Coping strategies, a matter of neuron

  • In response to stressors, individuals exhibit different coping styles, each characterized by a set of behavioral, physiological, and psychological responses. The active behavioral style refers to efforts to blunt the impact of stressors and is related to resilience to stress, whereas the passive behavioral style refers to efforts to avoid confronting stressors and is associated with vulnerability to psychopathology. This is a well-known scientific question, shortly called the "fight or flight". However, the biological basis of the brain has not been fully understood.

    Recently, the research team led by Prof. ZHOU Jianging from University of Science and Technology of China (USTC) of CAS, found that prefrontal corticotropin-releasing factor (CRF) neuron are recruited during behavioral challenges. Manipulation of CRF neurons motivates the selection of behavioral styles under challenges.

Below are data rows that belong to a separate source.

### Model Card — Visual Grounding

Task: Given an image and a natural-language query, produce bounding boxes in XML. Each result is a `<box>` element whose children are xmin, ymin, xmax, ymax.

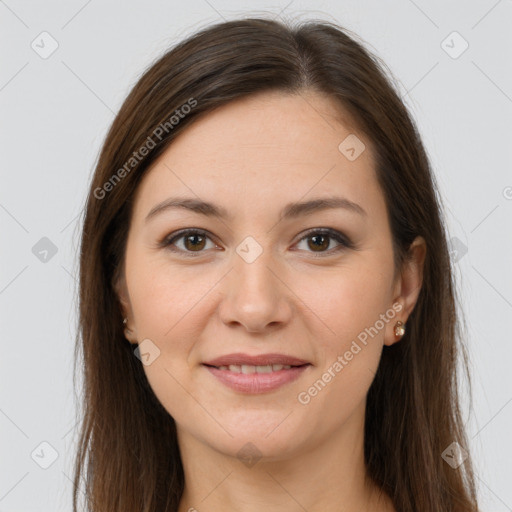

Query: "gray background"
<box><xmin>0</xmin><ymin>0</ymin><xmax>512</xmax><ymax>512</ymax></box>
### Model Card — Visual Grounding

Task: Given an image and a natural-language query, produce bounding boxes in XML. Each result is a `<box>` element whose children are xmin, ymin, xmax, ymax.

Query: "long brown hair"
<box><xmin>73</xmin><ymin>18</ymin><xmax>477</xmax><ymax>512</ymax></box>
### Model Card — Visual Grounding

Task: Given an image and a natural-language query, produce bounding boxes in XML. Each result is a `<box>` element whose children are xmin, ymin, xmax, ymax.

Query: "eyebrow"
<box><xmin>145</xmin><ymin>197</ymin><xmax>367</xmax><ymax>222</ymax></box>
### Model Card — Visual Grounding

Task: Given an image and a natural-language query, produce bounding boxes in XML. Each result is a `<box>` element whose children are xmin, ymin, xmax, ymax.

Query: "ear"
<box><xmin>114</xmin><ymin>274</ymin><xmax>138</xmax><ymax>344</ymax></box>
<box><xmin>384</xmin><ymin>236</ymin><xmax>427</xmax><ymax>346</ymax></box>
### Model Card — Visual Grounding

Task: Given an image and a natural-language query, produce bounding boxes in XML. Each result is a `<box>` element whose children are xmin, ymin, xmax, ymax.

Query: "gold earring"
<box><xmin>123</xmin><ymin>318</ymin><xmax>132</xmax><ymax>333</ymax></box>
<box><xmin>395</xmin><ymin>320</ymin><xmax>405</xmax><ymax>338</ymax></box>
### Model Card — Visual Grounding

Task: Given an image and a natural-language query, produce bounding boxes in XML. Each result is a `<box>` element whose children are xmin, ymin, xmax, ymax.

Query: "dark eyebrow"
<box><xmin>145</xmin><ymin>197</ymin><xmax>367</xmax><ymax>222</ymax></box>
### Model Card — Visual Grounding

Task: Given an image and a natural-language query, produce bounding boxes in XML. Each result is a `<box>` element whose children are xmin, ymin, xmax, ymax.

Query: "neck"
<box><xmin>174</xmin><ymin>404</ymin><xmax>394</xmax><ymax>512</ymax></box>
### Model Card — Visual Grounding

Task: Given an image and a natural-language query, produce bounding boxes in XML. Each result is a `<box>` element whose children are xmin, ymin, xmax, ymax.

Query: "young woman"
<box><xmin>74</xmin><ymin>19</ymin><xmax>478</xmax><ymax>512</ymax></box>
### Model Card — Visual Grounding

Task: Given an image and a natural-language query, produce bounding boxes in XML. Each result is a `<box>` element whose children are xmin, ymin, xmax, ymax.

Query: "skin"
<box><xmin>117</xmin><ymin>91</ymin><xmax>426</xmax><ymax>512</ymax></box>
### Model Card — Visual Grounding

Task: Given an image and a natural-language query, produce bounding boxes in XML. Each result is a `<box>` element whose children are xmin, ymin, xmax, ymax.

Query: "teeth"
<box><xmin>219</xmin><ymin>364</ymin><xmax>291</xmax><ymax>375</ymax></box>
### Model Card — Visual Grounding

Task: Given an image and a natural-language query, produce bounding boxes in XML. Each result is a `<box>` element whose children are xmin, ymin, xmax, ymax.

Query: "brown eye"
<box><xmin>162</xmin><ymin>229</ymin><xmax>216</xmax><ymax>256</ymax></box>
<box><xmin>308</xmin><ymin>235</ymin><xmax>329</xmax><ymax>251</ymax></box>
<box><xmin>299</xmin><ymin>228</ymin><xmax>354</xmax><ymax>254</ymax></box>
<box><xmin>183</xmin><ymin>234</ymin><xmax>206</xmax><ymax>251</ymax></box>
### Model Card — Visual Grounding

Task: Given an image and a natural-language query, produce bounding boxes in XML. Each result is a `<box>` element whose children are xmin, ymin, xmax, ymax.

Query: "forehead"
<box><xmin>130</xmin><ymin>92</ymin><xmax>384</xmax><ymax>224</ymax></box>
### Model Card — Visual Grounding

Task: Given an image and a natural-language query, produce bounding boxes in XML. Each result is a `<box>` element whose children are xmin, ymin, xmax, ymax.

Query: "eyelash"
<box><xmin>160</xmin><ymin>228</ymin><xmax>354</xmax><ymax>258</ymax></box>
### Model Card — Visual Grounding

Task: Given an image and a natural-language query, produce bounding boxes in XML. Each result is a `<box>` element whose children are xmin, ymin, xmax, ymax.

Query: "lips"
<box><xmin>203</xmin><ymin>353</ymin><xmax>310</xmax><ymax>368</ymax></box>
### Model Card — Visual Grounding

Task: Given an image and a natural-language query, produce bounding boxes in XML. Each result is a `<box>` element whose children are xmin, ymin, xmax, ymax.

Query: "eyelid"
<box><xmin>159</xmin><ymin>227</ymin><xmax>355</xmax><ymax>257</ymax></box>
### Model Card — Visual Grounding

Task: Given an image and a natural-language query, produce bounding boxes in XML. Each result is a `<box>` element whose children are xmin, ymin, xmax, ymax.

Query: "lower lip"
<box><xmin>204</xmin><ymin>364</ymin><xmax>311</xmax><ymax>394</ymax></box>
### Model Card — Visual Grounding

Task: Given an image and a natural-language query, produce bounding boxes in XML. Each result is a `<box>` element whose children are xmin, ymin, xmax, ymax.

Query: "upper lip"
<box><xmin>203</xmin><ymin>353</ymin><xmax>310</xmax><ymax>366</ymax></box>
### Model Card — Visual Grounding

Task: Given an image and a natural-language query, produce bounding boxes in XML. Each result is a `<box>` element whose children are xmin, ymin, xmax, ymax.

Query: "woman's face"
<box><xmin>118</xmin><ymin>92</ymin><xmax>419</xmax><ymax>460</ymax></box>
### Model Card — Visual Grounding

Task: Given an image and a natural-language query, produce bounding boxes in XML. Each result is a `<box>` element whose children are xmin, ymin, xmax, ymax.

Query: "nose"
<box><xmin>219</xmin><ymin>246</ymin><xmax>293</xmax><ymax>334</ymax></box>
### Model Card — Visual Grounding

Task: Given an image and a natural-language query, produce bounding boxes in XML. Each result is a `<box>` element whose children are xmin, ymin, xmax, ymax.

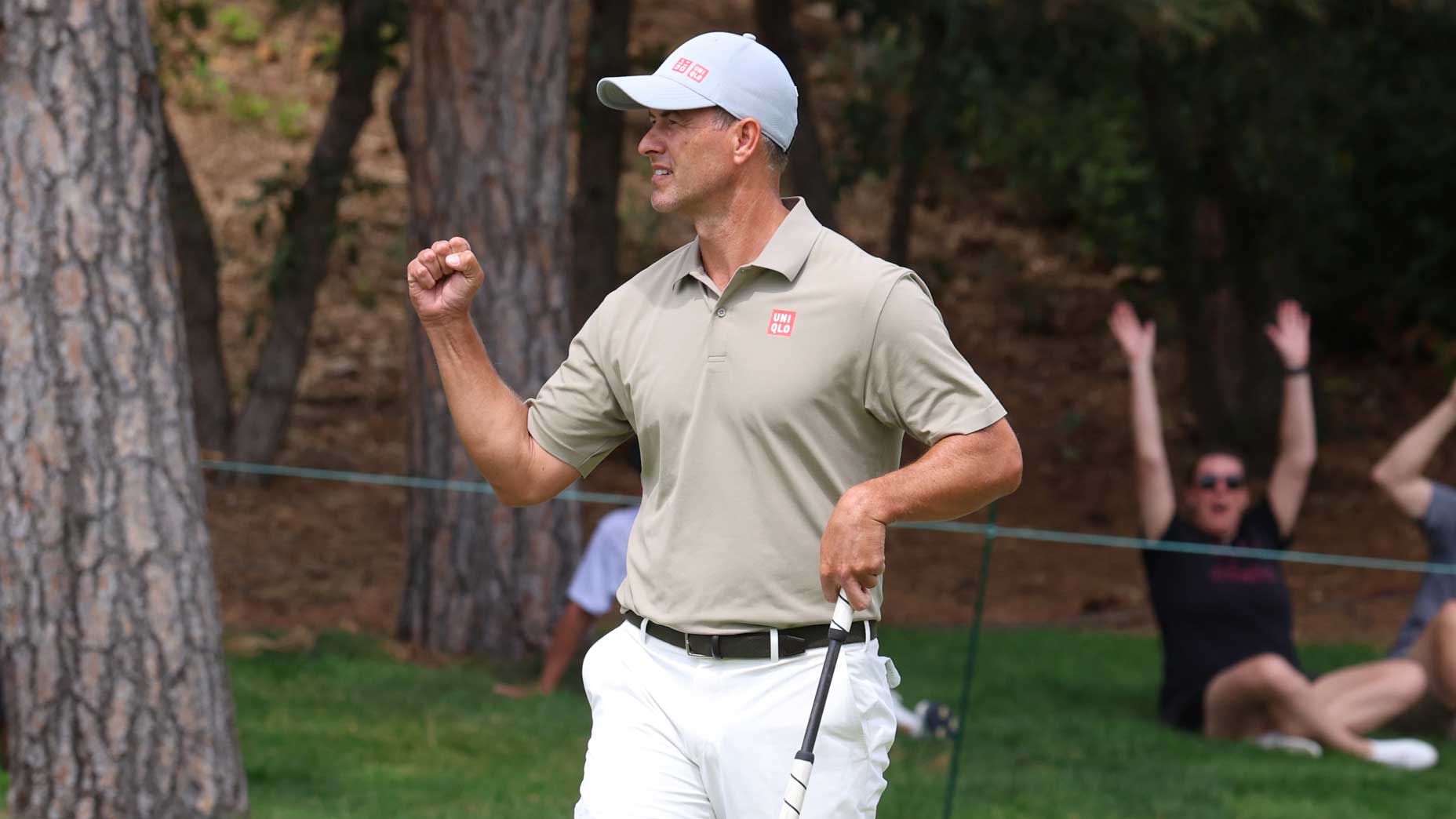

They also demonstrated that activation of CRF neurons promotes persistent stress-resistant behaviors.

    The research article entitled “Prefrontal Cortex Corticotropin-Releasing Factor Neurons Control Behavioral Style Selection under Challenging Situations” was published in Neuron on February 25th. In the research, by using calcium imaging in vivo and cell-specific targeted viral-mediated gain- or loss-of-function tools, such as pharmacogenetic designer receptors exclusively activated by designer drugs (DREADD) approaches, researchers investigated how mPFC CRF neurons regulate behavioral style selection during various stress in CRF transgenic mice. The results showed that genetic ablation or chemogenetic inhibition of dorsal mPFC (dmPFC) CRF neurons increased immobility under the tail-suspension and forced-swimming challenges and induced social avoidance behavior, whereas activation had the opposite effect on the same measures. Furthermore, increasing CRF neuronal activity promoted durable resilience to repeated social defeat stress. These results uncover a critical role of mPFC CRF interneurons in bidirectionally controlling motivated behavioral style selection under stress.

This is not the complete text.